L’écrivaine danoise construit des univers et des récits où l’ironie et la réflexion viennent nourrir ses intrigues.
Rencontre avec une femme libre et discrète.

Juste avant de commencer l’entretien, Pia Petersen était en train de lire sur son ordinateur le nouveau roman de Percival Everett, Dr. No, sorti… la veille aux États-Unis. C’est dire si l’envie la tenaillait. «C’est un écrivain que j’aime beaucoup, qui raconte des choses folles auxquelles il est difficile de croire. Mais dès qu’on commence le livre, on y croit immédiatement. Il a ce talent-là.» Exemple avec ce Dr. No, l’histoire d’un homme qui aspire à devenir aussi méchant que les méchants des aventures de James Bond en volant à Fort Know une boîte dans laquelle il n’y a rien, et qui s’en va demander à un professeur de mathématiques de lui expliquer le phénomène du rien. Effectivement séduisant.
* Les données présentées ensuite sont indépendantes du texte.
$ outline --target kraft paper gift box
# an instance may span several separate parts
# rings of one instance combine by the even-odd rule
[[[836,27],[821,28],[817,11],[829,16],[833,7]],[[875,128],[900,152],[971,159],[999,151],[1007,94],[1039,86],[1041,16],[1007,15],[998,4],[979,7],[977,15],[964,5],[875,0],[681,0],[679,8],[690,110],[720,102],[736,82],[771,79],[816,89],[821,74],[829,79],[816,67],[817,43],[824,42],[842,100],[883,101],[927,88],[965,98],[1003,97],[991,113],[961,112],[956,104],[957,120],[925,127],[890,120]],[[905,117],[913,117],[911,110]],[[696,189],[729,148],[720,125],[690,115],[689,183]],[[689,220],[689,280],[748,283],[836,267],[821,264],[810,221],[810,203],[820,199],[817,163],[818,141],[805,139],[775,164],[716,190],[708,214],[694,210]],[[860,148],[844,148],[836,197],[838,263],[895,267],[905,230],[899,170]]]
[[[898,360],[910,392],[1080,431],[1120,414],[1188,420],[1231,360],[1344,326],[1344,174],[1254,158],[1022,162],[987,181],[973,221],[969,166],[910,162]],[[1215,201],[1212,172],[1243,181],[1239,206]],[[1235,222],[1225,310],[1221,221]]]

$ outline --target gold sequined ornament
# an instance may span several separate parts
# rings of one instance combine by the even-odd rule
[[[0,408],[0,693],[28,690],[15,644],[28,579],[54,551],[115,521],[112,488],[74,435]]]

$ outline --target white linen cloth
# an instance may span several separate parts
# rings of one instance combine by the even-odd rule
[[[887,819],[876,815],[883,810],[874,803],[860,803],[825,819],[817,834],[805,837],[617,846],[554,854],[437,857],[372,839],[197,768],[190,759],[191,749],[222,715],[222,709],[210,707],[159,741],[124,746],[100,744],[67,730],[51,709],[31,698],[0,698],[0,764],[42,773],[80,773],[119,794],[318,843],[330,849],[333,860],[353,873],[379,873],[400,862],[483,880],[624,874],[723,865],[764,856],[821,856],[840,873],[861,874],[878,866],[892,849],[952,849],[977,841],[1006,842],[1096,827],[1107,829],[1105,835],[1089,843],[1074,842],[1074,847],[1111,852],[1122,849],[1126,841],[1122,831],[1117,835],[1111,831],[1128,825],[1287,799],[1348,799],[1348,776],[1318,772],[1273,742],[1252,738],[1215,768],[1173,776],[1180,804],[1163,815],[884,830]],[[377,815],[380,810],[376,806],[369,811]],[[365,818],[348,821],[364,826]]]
Pia Petersen aime aussi Romain Gary, le chat Garfield, Balzac, qui la fait beaucoup rire, Robin des Bois et Daniel Picouly. Éclectique et, pourquoi pas, déroutant.

Mais l’univers de Pia Petersen, née au Danemark, installée près de Paris, qui écrit en français et avoue «qu’un roman est [sa] maison», n’est peut-être pas moins surprenant. Dans Mon nom est Dieu, elle imagine Dieu se rendre sur Terre pour écrire sa biographie, dans d’autres livres elle traite, souvent avec ironie, de l’écriture, de la pauvreté, de la soumission ou de la possession en s’attachant à des personnages qui affrontent des situations extra-ordinaires: «La fiction crédibilise ce qui pourrait arriver dans la réalité.» La Vengeance des perroquets, son dernier roman, confronte trois personnages, un magnat de l’intelligence artificielle, une artiste peintre capable de débusquer la cruauté de ses modèles, un prof spécialiste des algorithmes retenu en prison on ne sait pas pourquoi. Une valse à trois, grinçante et tragique. «Le roman traite de la façon dont les algorithmes s’installent dans la société. La mythologie grecque rêvait déjà d’un robot parfait. Aujourd’hui, alors qu’on a la possibilité d’en mettre au point, personne n’en veut. Je pose la question: pourquoi les êtres humains ont-ils tendance à préférer le mal-être au bien-être? L’origine de mes romans est toujours une question.» Un tropisme qui lui vient de ses années d’étudiante en philosophie. Ou d’une confrontation, à 4 ans, avec l’«expérience de mort imminente.» Ou de son voyage en Grèce, à 16 ans à la recherche de Zorba le Grec… On dirait un personnage de roman.

LIBÉRER LE VERBE

Rien d’étonnant, puisque la vie de Pia Petersen pourrait ressembler à un roman. «Je suis née dans un pays où personne ne doit être au-dessus ni en dessous. Tout le monde au même niveau. Le problème, c’est que je ne suis jamais au milieu.» À 7 ans, Pia écrit à son père sur une carte postale qu’elle sera écrivaine et qu’elle «libérera le verbe». Une décision pas si facile à comprendre, si ce n’est que le concept de liberté est au centre de ses romans et de sa vie. Après la Grèce, direction Paris: la rue, l’emprise d’une secte, la fréquentation de la petite délinquance, les petits boulots et autant de démissions, la philosophie à la Sorbonne, l’ouverture d’une librairie-café à Marseille, enfin la publication d’un premier roman au titre un brin ironique, Le Jeu de la facilité. Ouf! Puis la rencontre avec Hubert Nyssen, patron d’Actes Sud, où elle publiera six romans. Ceci peut résumer son univers littéraire: «Quand j’ai lu La Première Gorgée de bière et autres plaisirs minuscules, j’ai voulu essayer car cette sobriété me fascinait. La première phrase était dans le ton, mais dès la seconde il n’y avait plus aucune sobriété.» La question qui la fait cogiter en ce moment: «C’est quoi, être naturel?» Il est temps de partir, un nouveau roman va s’écrire.